La déclaration des droits de l’homme et du citoyen, 4/6

L’article 3

 « Le principe de toute souveraineté réside essentiellement dans la Nation. Nul corps, nul individu ne peut exercer d’autorité qui n’en émane expressément. »

L’article attribue la souveraineté à la Nation, et il s’inspire des thèmes des revendications des parlements régionaux, portées ici principalement par le Club des Jacobins. Autre source reconnue dans sa rédaction,  « Qu’est-ce que le Tiers-État ? » le pamphlet de l’abbé Sieyès publié en janvier 1789 et qui fit « grand bruit », en abordant pour l’époque des thèmes polémiques comme « La nation ou le principe de légitimité politique » et « L’exclusion de la noblesse » ou encore « Le fondement du constitutionnalisme ».  L’article 3 propose donc de confier la souveraineté à la Nation, entité abstraite et distincte de la personne physique qui la dirige. Cette dernière notion aura fait malgré tout son chemin depuis, sous différents régimes. Quoique peu d’hommes d’État semblent avoir compris cette idée et oublient qu’ils sont au service de la population qui les a portés au pouvoir. La notion de chef d’État devrait être comprise au sens « représente l’état, le visage de l’état », non au sens premier.

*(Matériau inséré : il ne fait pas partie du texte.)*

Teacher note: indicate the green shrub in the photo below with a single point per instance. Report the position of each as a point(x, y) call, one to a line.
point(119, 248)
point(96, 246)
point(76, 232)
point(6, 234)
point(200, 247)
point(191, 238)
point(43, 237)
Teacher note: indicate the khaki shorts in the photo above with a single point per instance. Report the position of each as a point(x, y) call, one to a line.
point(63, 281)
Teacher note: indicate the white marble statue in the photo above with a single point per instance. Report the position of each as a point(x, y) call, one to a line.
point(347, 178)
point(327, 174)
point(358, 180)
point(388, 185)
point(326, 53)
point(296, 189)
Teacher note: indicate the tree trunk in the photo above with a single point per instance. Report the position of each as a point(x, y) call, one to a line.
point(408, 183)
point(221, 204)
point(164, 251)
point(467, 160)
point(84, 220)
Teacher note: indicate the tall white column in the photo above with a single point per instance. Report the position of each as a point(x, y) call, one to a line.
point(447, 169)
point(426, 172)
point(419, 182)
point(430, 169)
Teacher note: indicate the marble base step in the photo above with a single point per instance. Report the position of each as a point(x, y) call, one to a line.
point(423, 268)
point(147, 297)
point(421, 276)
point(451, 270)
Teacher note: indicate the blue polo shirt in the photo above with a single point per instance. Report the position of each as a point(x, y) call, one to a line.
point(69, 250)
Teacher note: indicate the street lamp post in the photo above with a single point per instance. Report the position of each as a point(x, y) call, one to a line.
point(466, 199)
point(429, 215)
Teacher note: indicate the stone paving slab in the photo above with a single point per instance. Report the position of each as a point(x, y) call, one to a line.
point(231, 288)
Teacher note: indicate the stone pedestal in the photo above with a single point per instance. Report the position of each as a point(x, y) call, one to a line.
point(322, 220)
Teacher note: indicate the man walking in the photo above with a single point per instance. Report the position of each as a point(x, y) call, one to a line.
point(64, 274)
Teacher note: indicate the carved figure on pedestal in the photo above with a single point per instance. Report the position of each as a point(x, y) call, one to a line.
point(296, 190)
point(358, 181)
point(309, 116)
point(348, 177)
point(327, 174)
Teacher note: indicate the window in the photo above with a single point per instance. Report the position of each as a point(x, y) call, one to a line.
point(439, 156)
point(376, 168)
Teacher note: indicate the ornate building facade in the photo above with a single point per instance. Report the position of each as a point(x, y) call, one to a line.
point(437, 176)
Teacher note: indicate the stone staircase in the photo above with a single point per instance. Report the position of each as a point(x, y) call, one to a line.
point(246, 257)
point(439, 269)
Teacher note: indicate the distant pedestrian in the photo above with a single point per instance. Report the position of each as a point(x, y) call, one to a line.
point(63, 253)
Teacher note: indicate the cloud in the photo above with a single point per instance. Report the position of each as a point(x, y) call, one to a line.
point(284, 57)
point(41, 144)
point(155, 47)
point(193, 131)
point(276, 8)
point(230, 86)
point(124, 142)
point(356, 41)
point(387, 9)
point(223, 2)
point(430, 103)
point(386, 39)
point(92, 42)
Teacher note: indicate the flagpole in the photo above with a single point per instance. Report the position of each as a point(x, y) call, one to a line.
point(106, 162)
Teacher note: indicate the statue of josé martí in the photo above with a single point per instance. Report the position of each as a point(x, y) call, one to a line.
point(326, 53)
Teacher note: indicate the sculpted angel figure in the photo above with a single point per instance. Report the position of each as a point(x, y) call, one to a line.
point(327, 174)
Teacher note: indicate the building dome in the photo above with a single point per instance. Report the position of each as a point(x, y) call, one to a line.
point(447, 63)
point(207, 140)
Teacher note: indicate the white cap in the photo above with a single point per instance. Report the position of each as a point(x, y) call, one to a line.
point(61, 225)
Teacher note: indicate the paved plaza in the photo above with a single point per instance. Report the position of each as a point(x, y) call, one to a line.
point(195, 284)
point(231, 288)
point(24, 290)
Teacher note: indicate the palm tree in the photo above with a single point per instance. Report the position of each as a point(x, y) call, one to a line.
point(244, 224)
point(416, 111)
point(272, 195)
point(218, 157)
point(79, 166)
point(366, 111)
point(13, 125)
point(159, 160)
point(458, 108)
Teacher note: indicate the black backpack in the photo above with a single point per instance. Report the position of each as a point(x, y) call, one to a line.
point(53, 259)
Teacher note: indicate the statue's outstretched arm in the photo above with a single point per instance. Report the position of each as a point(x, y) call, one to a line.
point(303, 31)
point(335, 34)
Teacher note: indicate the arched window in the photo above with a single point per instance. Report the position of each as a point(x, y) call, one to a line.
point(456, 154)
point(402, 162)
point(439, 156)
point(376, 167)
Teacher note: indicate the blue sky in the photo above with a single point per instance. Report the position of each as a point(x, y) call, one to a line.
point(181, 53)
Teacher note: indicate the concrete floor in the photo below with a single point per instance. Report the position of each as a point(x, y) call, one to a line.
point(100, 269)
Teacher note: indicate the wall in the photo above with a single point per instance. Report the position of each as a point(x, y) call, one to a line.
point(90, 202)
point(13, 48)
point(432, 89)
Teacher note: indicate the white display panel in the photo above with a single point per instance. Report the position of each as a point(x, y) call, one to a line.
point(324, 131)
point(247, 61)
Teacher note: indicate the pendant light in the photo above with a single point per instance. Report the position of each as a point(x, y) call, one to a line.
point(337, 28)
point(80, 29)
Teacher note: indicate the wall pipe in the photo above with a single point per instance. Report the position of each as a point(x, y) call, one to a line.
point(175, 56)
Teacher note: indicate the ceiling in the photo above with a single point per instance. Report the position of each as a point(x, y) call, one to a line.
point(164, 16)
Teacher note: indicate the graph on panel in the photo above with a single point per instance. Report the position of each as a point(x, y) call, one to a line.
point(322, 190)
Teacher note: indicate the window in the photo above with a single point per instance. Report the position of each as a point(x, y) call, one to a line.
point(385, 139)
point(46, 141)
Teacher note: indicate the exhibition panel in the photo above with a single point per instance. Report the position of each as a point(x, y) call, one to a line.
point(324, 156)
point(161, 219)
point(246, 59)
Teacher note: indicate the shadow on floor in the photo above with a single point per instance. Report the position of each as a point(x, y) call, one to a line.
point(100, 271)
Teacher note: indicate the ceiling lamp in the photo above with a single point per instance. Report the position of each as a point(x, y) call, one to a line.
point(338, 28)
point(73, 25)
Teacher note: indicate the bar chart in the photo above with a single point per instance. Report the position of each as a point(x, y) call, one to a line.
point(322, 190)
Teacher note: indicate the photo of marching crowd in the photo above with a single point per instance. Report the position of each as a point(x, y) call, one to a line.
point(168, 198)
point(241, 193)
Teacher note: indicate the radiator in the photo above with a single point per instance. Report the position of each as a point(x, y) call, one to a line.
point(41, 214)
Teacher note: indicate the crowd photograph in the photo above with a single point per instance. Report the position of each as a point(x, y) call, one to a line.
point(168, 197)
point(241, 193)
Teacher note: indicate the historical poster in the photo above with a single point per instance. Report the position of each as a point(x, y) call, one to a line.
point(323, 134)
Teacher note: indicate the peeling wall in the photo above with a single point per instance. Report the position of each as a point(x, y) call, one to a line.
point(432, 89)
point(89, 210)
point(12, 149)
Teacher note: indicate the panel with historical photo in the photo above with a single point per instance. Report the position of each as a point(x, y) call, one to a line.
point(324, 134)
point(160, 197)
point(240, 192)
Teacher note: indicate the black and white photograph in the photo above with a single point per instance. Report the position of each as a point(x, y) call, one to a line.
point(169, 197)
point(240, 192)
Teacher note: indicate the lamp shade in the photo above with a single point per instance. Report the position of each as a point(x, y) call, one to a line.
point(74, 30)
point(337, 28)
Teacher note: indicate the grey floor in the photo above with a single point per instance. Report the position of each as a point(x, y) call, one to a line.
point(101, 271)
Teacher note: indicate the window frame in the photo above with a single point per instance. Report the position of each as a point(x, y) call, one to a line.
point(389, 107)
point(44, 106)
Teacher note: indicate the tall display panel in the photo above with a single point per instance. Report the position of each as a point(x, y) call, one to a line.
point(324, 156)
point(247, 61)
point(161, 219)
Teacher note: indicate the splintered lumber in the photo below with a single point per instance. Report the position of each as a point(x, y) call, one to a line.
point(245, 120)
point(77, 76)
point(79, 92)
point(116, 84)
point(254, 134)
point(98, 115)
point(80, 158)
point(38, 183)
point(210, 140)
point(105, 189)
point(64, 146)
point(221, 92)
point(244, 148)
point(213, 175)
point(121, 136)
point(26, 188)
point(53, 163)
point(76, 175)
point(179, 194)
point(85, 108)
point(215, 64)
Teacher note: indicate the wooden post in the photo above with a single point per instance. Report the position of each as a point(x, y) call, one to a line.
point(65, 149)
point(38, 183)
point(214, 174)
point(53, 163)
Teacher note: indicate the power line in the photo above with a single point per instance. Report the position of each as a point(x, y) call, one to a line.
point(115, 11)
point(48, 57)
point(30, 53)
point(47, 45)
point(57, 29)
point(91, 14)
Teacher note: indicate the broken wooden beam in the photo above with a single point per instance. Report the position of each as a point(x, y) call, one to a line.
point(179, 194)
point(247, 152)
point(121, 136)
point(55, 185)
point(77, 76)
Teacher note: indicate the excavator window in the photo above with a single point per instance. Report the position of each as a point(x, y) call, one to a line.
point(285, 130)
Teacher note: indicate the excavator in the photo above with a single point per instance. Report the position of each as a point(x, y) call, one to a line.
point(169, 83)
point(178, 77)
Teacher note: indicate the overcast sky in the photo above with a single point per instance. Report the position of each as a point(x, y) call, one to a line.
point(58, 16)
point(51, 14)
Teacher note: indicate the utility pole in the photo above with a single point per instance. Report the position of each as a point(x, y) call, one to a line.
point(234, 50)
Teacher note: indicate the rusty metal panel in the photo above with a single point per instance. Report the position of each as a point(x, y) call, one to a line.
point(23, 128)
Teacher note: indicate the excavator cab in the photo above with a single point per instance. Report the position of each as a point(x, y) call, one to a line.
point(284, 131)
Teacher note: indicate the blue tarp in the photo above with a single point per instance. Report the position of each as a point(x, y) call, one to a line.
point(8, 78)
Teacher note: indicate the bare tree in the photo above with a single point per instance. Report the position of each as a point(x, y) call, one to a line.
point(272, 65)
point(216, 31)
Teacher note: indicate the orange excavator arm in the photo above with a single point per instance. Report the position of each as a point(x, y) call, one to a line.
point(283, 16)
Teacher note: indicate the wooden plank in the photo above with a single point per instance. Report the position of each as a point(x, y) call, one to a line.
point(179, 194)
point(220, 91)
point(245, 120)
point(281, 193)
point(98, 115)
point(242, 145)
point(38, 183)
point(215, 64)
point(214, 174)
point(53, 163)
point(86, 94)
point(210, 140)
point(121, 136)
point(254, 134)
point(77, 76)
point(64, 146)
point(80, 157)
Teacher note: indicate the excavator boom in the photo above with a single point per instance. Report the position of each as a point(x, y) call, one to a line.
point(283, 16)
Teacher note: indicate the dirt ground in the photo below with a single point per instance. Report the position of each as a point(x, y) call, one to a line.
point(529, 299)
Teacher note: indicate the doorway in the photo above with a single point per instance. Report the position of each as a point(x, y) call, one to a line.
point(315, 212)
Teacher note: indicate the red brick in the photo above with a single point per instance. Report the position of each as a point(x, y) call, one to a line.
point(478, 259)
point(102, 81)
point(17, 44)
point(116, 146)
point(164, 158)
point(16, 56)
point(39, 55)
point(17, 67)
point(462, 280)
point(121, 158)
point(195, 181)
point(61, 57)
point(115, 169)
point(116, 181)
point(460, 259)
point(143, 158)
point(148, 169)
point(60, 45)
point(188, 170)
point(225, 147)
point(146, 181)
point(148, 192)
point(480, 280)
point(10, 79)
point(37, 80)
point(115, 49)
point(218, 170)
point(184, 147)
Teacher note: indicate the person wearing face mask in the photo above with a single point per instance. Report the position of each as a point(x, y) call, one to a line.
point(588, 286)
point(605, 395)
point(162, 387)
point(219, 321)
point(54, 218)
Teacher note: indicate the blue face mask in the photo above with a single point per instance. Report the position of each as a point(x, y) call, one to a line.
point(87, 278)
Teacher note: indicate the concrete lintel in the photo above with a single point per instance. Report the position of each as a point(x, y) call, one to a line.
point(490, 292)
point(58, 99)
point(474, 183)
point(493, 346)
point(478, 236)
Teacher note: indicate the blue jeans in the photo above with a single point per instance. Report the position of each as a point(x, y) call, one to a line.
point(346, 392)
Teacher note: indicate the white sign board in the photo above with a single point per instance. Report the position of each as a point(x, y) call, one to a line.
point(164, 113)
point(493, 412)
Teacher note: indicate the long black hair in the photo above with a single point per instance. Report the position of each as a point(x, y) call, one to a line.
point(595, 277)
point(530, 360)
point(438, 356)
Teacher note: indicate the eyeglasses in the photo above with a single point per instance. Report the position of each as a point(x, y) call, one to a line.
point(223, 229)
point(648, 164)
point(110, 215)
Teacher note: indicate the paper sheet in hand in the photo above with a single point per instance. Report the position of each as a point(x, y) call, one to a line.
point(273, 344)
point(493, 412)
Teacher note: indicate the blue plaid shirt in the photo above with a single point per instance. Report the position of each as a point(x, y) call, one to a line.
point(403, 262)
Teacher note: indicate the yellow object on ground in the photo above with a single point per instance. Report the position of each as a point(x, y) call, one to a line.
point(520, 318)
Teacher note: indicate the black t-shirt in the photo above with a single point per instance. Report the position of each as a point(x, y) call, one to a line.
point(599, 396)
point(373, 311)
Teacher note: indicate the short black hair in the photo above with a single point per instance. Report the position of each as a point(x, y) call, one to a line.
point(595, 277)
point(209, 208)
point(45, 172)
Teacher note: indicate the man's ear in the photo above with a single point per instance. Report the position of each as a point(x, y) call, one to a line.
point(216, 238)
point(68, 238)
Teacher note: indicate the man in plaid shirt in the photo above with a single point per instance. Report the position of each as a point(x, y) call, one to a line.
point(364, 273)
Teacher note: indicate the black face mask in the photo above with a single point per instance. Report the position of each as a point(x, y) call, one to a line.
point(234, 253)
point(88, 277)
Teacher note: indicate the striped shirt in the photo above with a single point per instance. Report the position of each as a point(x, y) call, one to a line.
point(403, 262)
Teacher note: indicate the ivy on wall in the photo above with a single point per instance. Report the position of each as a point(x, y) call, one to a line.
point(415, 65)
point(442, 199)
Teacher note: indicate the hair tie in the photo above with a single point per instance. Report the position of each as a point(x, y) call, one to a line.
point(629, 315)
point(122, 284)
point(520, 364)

N’oublions que 16 régimes politiques  nous séparent de la naissance de ce texte. Même si depuis la seconde moitié du XXe siècle, la majorité présidentielle et le président lui-même passent largement outre l’article. Pour nombres d’observateurs politiques, la constitution de 1958 de la Ve république du général de Gaulle était taillée sur mesure pour le personnage et s’avère difficile à porter pour ses successeurs. Elle peut aussi s’avérer dangereuse constitutionnellement et faire basculer la nation dans l’étatisme, puisque le président et sa majorité dépendante disposent d’un arsenal législatif  et exécutif sans détour, et qui en conséquence, leur donne toute latitude d’agir par convictions. (Voir La mouche et le marteau piqueur, M. Benassy,  La liberté assassinée, T. Andrieux et Non, l’état ne nous protège pas, S.Wapler,   trois pamphlets de la collection Uppercut, JDH éditions 2021/2022). Ensuite, de nos jours, surtout grâce à un phénomène de médiatisation amplifiée par le jeu politique de la guerre l’image, par la  « peopolisation » outrancière des personnages gouvernementaux, le président devient roi, vie comme un roi, parle comme un roi et se déplace comme un roi. Les mots cortèges, palais, jardins ou encore « entourage » sont revenus au vocabulaire courant.  C’est le constat. La première dame est une reine, dévouée au « bon peuple » par ses actions caritatives ou ses prises de position sur l’enfance et les droits des citoyennes et les « ténors » de la république, sont redevenus des princes. En tout ceci, nous l’avons vécu récemment, l’arbitraire ne met pas longtemps à retrouver sa place. Pour mémoire, depuis 1789, la France a connu tous les régimes politiques ci-dessous et l’article 3, entre autres, en a parfois souffert :

  • Monarchie absolue du 14 mai 1610 au 14 septembre 1791
  • Assemblée nationale constituante de 1789–1791
  • Monarchie constitutionnelle du 14 septembre 1791 au 21 septembre 1792
  • Première République du 21 septembre 1792 au 18 mai 1804
  • Premier Empire du 18 mai 1804 au 4 avril 1814
  • Première Restauration du 6 avril 1814 au 20 mars 1815
  • Monarchie impériale des Cent-Jours du 20 mars 1815 au 7 juillet 1815
  • Monarchie constitutionnelle de la Seconde Restauration du 8 juillet 1815 au 2 août 1830
  • Monarchie constitutionnelle Monarchie de juillet du 9 août 1830 au 24 février 1848
  • Deuxième République du 24 février 1848 au 2 décembre 1852
  • Monarchie impériale du Second Empire du 2 décembre 1852 au 4 septembre 1870
  • Troisième République du 4 septembre 1870 au 10 juillet 1940
  • Régime de Vichy (Dictature pluraliste) 1940–1944
  • Gouvernement provisoire de la République française du 3 juin 1944 au 27 octobre 1946
  • Quatrième République du 27 octobre 1946 au 4 octobre 1958. Régime parlementaire
  • Cinquième République depuis le 4 octobre 1958 jusqu’à nos jours. Régime semi-présidentiel.